I’m sure it is the hardest thing you have ever done, and I applaud you for sticking with it–well at least so far, here in part 1 🙂 But remember, as much as you want to do it for your daughters, you have to do what is best for you too. You’ve tried and tried your very best–if it doesn’t work out, it’ll be perfectly fine. Don’t put too much pressure on yourself.
All the best–looking forward to hearing more about your bf’ing tales 🙂
Andreina
OMG…I can’t post much because Alex is on his prime fussy time…but I could have written this post. The only exception is that I never was able to pump more than 3 oz total in the 15 minute session….and that only happened once.
I look forward to reading more and hope your story has a happy ending..
Mine didn’t…as of today I officially have given up 🙁 ..sfter much trying, pumping and crying (me, not the babies)
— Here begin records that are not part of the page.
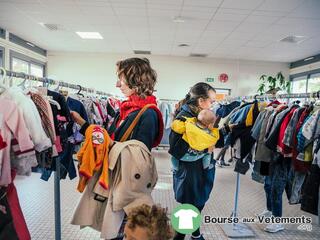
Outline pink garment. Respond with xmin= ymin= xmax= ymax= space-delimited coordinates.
xmin=95 ymin=102 xmax=106 ymax=122
xmin=0 ymin=132 xmax=7 ymax=150
xmin=0 ymin=98 xmax=34 ymax=186
xmin=7 ymin=170 xmax=31 ymax=240
xmin=45 ymin=99 xmax=58 ymax=157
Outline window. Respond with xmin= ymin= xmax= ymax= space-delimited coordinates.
xmin=12 ymin=58 xmax=29 ymax=74
xmin=291 ymin=75 xmax=307 ymax=93
xmin=10 ymin=51 xmax=45 ymax=77
xmin=308 ymin=73 xmax=320 ymax=92
xmin=291 ymin=72 xmax=320 ymax=93
xmin=30 ymin=63 xmax=44 ymax=77
xmin=0 ymin=47 xmax=4 ymax=67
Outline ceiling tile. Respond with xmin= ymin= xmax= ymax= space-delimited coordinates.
xmin=258 ymin=0 xmax=304 ymax=12
xmin=213 ymin=11 xmax=248 ymax=22
xmin=244 ymin=41 xmax=272 ymax=48
xmin=221 ymin=0 xmax=264 ymax=9
xmin=147 ymin=8 xmax=179 ymax=17
xmin=74 ymin=0 xmax=111 ymax=7
xmin=181 ymin=10 xmax=215 ymax=21
xmin=184 ymin=0 xmax=223 ymax=7
xmin=288 ymin=0 xmax=320 ymax=19
xmin=79 ymin=5 xmax=114 ymax=16
xmin=146 ymin=1 xmax=181 ymax=11
xmin=208 ymin=20 xmax=239 ymax=31
xmin=237 ymin=23 xmax=269 ymax=33
xmin=229 ymin=30 xmax=257 ymax=40
xmin=119 ymin=16 xmax=148 ymax=27
xmin=219 ymin=8 xmax=252 ymax=15
xmin=245 ymin=15 xmax=280 ymax=24
xmin=251 ymin=10 xmax=288 ymax=17
xmin=114 ymin=7 xmax=147 ymax=17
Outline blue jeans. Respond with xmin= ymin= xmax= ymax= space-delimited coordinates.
xmin=271 ymin=159 xmax=294 ymax=217
xmin=264 ymin=176 xmax=272 ymax=212
xmin=289 ymin=172 xmax=306 ymax=204
xmin=173 ymin=156 xmax=216 ymax=209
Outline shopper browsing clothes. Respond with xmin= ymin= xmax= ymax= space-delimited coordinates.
xmin=169 ymin=83 xmax=229 ymax=240
xmin=171 ymin=109 xmax=219 ymax=169
xmin=71 ymin=58 xmax=163 ymax=239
It got to the point of deciding between the 3 oz of milk total per day or my emotional health, and the boys need me healthy more than anything else.
Your girls are adorable! I’ll post more when I have a chance!
Stephanie M.
I can’t even imagine. I’m 38w pregnant with my first child, my son and I am praying for a half good experience. I will keep you in my thoughts and pray that things get better for you, if they haven’t yet.
Priscila
I couldnt even breastfeed one so I cant imagine 2…Love ur blog!!!!! Ive enjoyed reading all your post!!!